For Patrick Egan, who represents small businesses and others in his work for the Remote Control Aerial Photography Association in Sacramento, Calif., the new law also can't come fast enough. Until 2007, when the federal agency began warning against nonrecreational use of drones, he made up to $2,000 an hour using a drone to photograph crops for farmers, helping them spot irrigation leaks.
''I've got organic farmers screaming for me to come out," he said.
The Montgomery County Sheriff's Department in Texas bought its 50-pound drone in October from Vanguard Defense Industries, a company founded by Michael Buscher, who built drones for the army, and then sold them to an oil company whose ships were threatened by pirates in the Gulf of Aden.
The company custom-built the drone, which takes pictures by day and senses heat sources at night. It cost $300,000, a fraction of the cost of a helicopter.
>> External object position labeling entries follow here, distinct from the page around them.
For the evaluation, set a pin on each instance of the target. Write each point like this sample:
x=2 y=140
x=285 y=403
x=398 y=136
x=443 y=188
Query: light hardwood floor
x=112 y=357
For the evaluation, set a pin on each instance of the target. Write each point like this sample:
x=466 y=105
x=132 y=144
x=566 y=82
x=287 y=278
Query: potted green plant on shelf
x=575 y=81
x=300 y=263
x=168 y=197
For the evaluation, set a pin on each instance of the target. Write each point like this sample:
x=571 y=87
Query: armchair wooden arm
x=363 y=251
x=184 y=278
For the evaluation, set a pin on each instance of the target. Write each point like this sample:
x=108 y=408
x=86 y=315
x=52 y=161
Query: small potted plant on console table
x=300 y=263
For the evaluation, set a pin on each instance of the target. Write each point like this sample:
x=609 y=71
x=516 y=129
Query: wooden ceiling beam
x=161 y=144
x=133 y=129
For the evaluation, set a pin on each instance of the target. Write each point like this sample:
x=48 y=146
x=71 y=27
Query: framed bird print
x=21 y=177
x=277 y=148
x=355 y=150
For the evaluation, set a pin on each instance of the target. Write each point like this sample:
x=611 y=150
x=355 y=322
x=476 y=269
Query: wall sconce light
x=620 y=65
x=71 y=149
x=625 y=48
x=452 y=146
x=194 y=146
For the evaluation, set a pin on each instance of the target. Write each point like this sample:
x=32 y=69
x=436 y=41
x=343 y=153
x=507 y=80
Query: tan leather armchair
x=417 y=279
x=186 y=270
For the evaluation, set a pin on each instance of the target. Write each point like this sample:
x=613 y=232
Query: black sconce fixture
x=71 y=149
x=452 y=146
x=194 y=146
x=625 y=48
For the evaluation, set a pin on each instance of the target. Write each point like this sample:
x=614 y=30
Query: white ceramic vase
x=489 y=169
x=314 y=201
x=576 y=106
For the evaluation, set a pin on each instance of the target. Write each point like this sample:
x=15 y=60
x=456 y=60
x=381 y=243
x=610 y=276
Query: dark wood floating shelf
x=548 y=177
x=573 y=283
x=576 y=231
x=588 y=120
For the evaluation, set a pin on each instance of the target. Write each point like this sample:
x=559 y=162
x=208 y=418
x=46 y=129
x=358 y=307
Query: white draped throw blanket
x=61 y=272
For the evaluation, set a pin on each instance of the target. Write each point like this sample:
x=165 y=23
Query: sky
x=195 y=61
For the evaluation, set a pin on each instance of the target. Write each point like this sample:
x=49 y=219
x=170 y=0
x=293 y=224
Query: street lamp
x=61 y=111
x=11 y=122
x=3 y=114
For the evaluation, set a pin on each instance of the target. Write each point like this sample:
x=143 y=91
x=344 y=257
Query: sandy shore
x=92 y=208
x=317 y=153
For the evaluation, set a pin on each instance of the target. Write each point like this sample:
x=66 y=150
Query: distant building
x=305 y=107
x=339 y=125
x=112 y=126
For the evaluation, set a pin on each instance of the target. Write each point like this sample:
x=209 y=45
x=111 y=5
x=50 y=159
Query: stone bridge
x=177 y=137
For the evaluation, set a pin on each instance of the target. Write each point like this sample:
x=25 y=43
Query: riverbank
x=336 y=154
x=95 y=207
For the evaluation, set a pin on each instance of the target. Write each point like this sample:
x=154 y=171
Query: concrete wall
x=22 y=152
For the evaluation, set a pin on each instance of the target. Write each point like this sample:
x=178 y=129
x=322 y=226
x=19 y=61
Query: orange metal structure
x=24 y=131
McDaniel said his SWAT team could use it for reconnaissance, or to manage road traffic after a big accident. He said he regretted that he didn't have it a few months ago, to search for a missing person in a densely wooded area.
Buscher, meanwhile, said he was negotiating with several police agencies.
"There is tremendous potential," he said. "We see agencies dipping their toes."
The possibilities for drones appear limitless. Last year, Cy Brown of Bunkie, La., began hunting feral pigs at night by outfitting a model airplane with a heat-sensing camera that soared around his brother's rice farm, feeding live aerial images of the pigs to Brown on the ground. Brown relayed the pigs' locations by radio to a friend with a shotgun.
He calls his plane the Dehogaflier, and says it saves him time wandering in the muck looking for skittish pigs.
''Now you can know in 15 minutes if it's worth going out," said Brown, an electrical engineer.
Earlier this month, in Woodland Hills, Garate, the photographer, demonstrated his drone by flicking a handheld joystick and sending the $5,000 machine hovering high above a tennis court. A camera beneath the drone recorded lush, high-definition video of the surrounding property.
Bill Kerbox, a real estate agent in Malibu who hired Garate for several shoots before the LAPD crackdown, said that aerial video had helped him stand out from his competitors, and that the loss of it had been painful.
Garate, for now, plans to work mainly in his native Peru, where he has used his drone to shoot commercials for banks. He said he was approached by paparazzi last year about filming reality television star Kim Kardashian's wedding using a drone but turned down the offer.
''Maybe the FAA should give a driver's license for this, with a flight test," he said. "Do a background check to make sure I'm not a terrorist."